Bug in KMS: encryption key that cannot be deleted

Recently, I noticed a weird KMS key on an AWS account - what was weird about it, was the fact that it wasn’t marked as AWS-managed key, but no-one (not even root) could delete or modify the key!

The key itself has no alias, only a description which is the same as the description for default EBS AWS-managed keys (" Default master key that protects my EBS volumes when no other key is defined"). It also has the following access policy assigned to it:

 1
 2
 3
 4
 5
 6
 7
 8
 9
10
11
12
13
14
15
16
17
18
19
20
21
22
23
24
25
26
27
28
29
30
31
32
33
34
35
36
37
38
39
40
41
42

{
  "Version": "2012-10-17",
  "Id": "auto-ebs-2",
  "Statement": [
    {
      "Sid": "Allow access through EBS for all principals in the account that are authorized to use EBS",
      "Effect": "Allow",
      "Principal": {
        "AWS": "*"
      },
      "Action": [
        "kms:Encrypt",
        "kms:Decrypt",
        "kms:ReEncrypt*",
        "kms:GenerateDataKey*",
        "kms:CreateGrant",
        "kms:DescribeKey"
      ],
      "Resource": "*",
      "Condition": {
        "StringEquals": {
          "kms:CallerAccount": "xxx",
          "kms:ViaService": "ec2.region.amazonaws.com"
        }
      }
    },
    {
      "Sid": "Allow direct access to key metadata to the account",
      "Effect": "Allow",
      "Principal": {
        "AWS": "arn:aws:iam::xxx:root"
      },
      "Action": [
        "kms:Describe*",
        "kms:Get*",
        "kms:List*",
        "kms:RevokeGrant"
      ],
      "Resource": "*"
    }
  ]
}

This is a policy that’s used for AWS-managed keys, which does not allow keys to be deleted. But this key was not marked as AWS-managed, so that made no sense! AWS-managed keys have aliases starting with “aws/” prefix, for example “aws/ebs” and have a small AWS logo next to them in the Console. You also cannot see the actual JSON access policy for the key in the Console. This is how AWS-managed KMS keys look like in the Console:

There was also no trace in CloudTrail of this key ever being created. Aside from all the above, this key also had exactly the same creation time as the “real” aws/ebs key. I got in touch with AWS support, and I have to say I was a bit disappointed with their initial responses… after a lot of messages back and forth and reporting this looks like a bug in KMS, the question was finally directed to the KMS service team and I received the following response:

Hi, yes, the customer have indeed encountered a known bug in the KMS system that can be triggered during key auto-creation. We sincerely apologize for the inconvenience. However, the customer is not being billed for the extra key so we ask the customer to simply ignore the key in question. Thank you!

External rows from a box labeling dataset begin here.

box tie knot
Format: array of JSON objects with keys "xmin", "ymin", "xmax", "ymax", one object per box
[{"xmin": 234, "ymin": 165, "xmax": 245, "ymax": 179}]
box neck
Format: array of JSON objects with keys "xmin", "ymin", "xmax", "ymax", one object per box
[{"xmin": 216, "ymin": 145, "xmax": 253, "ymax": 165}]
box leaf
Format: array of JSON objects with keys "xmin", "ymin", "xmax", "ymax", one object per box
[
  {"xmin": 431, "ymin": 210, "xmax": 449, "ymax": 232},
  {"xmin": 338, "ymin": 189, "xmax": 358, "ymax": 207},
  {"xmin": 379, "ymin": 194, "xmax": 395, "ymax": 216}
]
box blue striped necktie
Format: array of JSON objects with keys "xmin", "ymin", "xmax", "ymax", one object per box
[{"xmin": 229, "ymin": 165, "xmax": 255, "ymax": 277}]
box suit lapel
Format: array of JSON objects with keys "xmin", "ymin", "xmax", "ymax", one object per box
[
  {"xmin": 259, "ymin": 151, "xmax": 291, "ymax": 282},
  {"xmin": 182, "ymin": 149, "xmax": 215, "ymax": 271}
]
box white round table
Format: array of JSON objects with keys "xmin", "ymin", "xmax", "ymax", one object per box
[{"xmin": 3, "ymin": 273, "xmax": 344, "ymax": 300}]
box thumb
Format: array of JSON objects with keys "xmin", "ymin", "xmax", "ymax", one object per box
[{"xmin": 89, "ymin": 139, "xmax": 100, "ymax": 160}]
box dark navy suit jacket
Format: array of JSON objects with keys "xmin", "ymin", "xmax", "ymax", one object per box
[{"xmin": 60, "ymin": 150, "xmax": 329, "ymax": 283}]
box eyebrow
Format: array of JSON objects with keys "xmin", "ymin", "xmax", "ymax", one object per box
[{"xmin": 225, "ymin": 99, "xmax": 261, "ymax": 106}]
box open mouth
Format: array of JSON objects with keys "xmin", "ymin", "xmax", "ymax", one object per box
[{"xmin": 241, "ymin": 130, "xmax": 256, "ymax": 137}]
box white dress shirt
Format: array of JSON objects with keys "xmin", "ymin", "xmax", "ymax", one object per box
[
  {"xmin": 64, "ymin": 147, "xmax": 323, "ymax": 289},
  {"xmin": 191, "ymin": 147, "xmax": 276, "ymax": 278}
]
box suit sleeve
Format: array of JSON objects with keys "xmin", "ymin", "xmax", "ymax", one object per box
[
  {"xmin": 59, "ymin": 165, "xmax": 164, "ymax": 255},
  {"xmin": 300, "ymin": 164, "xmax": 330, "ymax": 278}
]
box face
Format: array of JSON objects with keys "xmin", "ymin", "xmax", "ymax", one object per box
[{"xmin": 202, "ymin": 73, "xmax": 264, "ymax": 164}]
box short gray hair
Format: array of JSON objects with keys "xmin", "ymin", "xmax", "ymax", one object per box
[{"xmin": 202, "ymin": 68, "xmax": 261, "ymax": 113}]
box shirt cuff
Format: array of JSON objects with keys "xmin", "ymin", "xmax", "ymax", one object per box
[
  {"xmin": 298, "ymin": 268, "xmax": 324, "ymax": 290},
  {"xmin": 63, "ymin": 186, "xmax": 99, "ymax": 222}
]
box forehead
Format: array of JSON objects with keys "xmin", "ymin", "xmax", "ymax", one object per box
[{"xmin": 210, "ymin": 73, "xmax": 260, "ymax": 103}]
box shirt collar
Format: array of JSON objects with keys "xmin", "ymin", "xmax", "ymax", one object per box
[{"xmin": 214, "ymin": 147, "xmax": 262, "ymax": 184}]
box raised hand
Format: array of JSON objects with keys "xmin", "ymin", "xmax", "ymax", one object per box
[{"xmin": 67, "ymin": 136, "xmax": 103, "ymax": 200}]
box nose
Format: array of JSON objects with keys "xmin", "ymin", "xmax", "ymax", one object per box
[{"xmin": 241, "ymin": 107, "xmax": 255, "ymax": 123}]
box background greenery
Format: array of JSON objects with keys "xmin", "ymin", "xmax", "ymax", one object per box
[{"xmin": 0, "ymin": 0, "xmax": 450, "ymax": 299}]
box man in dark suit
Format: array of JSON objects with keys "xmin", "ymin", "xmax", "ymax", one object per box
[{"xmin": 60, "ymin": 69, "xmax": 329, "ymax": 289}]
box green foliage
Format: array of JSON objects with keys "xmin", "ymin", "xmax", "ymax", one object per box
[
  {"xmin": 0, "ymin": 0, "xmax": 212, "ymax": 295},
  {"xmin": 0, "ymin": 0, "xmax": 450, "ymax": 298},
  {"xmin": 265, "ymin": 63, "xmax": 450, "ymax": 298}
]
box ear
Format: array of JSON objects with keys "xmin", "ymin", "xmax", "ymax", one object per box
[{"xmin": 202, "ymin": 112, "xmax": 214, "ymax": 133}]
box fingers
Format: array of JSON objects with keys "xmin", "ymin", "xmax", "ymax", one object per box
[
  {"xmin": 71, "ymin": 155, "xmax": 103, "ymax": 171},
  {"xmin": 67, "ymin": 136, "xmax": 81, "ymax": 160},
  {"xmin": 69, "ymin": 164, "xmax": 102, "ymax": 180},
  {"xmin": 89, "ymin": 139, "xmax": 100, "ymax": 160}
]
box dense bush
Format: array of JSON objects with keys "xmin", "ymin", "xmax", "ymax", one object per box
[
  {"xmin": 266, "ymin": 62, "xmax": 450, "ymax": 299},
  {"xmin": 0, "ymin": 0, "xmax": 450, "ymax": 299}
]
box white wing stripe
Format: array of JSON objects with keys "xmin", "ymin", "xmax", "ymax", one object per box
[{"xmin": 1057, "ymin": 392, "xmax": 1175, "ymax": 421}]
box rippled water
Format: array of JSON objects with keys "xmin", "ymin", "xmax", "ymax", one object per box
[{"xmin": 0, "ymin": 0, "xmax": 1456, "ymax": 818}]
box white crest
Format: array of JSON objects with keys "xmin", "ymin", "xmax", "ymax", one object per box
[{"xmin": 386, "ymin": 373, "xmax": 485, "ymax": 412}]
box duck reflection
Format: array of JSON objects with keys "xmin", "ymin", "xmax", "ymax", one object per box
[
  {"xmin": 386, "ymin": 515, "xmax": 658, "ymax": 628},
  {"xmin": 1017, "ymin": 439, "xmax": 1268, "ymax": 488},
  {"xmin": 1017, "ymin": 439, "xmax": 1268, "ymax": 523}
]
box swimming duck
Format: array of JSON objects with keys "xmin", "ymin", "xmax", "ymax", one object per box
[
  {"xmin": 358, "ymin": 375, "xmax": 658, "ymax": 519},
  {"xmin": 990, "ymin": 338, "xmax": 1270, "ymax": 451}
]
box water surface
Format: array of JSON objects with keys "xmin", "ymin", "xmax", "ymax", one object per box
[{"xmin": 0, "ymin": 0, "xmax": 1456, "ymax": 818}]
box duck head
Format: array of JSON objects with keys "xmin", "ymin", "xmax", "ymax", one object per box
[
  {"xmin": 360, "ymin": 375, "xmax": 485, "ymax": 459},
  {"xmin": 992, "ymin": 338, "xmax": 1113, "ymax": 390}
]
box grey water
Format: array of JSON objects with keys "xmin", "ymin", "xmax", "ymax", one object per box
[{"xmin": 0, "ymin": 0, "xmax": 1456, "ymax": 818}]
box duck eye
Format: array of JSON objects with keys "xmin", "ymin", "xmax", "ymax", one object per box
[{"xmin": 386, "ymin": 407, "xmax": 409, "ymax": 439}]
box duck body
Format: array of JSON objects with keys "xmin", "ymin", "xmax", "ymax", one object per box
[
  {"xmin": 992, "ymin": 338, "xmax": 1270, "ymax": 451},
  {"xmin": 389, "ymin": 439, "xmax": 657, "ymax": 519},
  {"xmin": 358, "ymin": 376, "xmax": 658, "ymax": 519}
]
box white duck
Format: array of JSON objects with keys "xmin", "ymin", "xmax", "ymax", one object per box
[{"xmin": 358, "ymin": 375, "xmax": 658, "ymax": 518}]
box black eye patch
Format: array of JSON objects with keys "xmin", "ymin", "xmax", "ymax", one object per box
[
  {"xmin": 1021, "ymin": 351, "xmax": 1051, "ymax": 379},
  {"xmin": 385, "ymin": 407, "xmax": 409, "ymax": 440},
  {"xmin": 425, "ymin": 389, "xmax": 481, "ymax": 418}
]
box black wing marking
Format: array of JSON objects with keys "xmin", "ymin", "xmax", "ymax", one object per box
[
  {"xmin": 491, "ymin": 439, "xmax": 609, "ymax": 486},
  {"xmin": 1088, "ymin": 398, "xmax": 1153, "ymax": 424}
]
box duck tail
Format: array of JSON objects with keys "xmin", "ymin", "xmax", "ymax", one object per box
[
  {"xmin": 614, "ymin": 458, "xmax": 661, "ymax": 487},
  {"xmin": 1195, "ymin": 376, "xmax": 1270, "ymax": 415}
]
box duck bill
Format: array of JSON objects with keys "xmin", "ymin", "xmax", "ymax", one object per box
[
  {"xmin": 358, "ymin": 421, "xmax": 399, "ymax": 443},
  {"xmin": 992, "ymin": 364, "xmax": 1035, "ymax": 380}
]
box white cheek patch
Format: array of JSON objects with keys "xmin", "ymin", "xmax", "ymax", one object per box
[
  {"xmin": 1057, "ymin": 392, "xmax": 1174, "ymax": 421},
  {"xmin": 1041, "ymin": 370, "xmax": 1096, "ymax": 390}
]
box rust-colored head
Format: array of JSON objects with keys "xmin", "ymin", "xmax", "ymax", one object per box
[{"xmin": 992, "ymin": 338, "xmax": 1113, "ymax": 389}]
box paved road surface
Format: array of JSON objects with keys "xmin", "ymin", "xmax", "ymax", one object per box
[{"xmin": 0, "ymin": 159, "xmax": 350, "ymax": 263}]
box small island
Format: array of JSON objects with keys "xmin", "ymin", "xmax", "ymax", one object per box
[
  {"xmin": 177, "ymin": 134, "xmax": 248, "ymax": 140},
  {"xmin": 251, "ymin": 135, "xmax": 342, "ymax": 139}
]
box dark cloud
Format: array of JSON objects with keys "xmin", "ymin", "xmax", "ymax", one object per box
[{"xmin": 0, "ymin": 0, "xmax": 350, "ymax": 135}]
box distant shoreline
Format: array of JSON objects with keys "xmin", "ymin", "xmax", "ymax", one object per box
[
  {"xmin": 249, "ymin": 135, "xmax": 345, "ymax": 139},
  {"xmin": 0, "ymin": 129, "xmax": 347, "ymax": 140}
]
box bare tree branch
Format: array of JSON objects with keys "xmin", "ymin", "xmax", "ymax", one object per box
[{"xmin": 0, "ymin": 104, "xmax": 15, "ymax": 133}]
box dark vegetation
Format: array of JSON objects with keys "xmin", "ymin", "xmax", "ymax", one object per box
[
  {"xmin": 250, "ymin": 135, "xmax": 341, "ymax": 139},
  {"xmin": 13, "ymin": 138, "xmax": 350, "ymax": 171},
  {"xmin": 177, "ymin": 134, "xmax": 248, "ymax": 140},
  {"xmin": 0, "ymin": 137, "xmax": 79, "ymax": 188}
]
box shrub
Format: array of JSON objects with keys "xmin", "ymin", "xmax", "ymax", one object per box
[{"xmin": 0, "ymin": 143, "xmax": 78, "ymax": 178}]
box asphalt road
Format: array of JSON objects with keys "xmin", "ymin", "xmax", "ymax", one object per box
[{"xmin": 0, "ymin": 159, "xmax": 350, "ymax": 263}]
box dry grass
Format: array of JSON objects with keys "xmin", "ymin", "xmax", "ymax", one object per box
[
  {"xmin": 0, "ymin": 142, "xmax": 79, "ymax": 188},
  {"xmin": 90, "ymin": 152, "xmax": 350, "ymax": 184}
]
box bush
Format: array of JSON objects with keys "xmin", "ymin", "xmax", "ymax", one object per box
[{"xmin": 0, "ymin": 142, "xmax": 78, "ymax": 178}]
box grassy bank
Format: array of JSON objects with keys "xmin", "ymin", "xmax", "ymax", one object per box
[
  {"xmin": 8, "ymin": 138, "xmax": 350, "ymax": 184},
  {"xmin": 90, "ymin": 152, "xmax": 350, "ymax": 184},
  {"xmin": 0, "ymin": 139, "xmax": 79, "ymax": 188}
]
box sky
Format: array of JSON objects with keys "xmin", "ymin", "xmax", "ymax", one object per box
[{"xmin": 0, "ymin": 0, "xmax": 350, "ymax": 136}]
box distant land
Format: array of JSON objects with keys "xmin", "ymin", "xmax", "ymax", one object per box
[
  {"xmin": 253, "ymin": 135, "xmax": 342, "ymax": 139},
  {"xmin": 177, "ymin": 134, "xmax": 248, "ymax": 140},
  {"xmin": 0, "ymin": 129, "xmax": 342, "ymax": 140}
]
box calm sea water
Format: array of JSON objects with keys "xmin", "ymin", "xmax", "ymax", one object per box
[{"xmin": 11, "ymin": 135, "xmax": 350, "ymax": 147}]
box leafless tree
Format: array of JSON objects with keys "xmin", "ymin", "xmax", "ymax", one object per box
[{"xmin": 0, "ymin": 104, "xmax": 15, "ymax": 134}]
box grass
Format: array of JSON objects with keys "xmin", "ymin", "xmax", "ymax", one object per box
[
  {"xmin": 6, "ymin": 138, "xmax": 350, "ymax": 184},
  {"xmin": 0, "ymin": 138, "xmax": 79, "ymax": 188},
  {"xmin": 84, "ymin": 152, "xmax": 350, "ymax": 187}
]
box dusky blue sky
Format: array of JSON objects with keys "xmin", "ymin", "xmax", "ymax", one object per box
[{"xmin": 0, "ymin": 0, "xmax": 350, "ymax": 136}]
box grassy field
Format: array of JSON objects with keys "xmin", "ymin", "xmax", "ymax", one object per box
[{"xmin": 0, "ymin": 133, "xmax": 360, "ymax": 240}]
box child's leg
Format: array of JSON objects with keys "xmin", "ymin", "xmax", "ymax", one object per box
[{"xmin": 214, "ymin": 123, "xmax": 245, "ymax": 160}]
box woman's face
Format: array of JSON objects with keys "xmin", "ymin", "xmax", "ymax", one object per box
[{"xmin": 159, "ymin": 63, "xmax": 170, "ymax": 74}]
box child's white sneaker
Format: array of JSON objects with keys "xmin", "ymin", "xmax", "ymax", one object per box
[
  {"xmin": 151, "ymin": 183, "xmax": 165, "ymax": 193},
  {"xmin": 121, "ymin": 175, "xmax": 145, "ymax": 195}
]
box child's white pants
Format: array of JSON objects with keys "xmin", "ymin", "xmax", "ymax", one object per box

According to the billing reports, the account is in fact not charged for this key, so its existence is basically an annoyance and potentially confusing to users, since it’s not possible to change the alias or description of the key to indicate to users not to use it. So if you have a key similar to this on your account, be aware of the bug and notify your users about it. You can potentially use this key if you’d like, thought given the fact that you cannot modify anything about this key, I’d probably discourage that.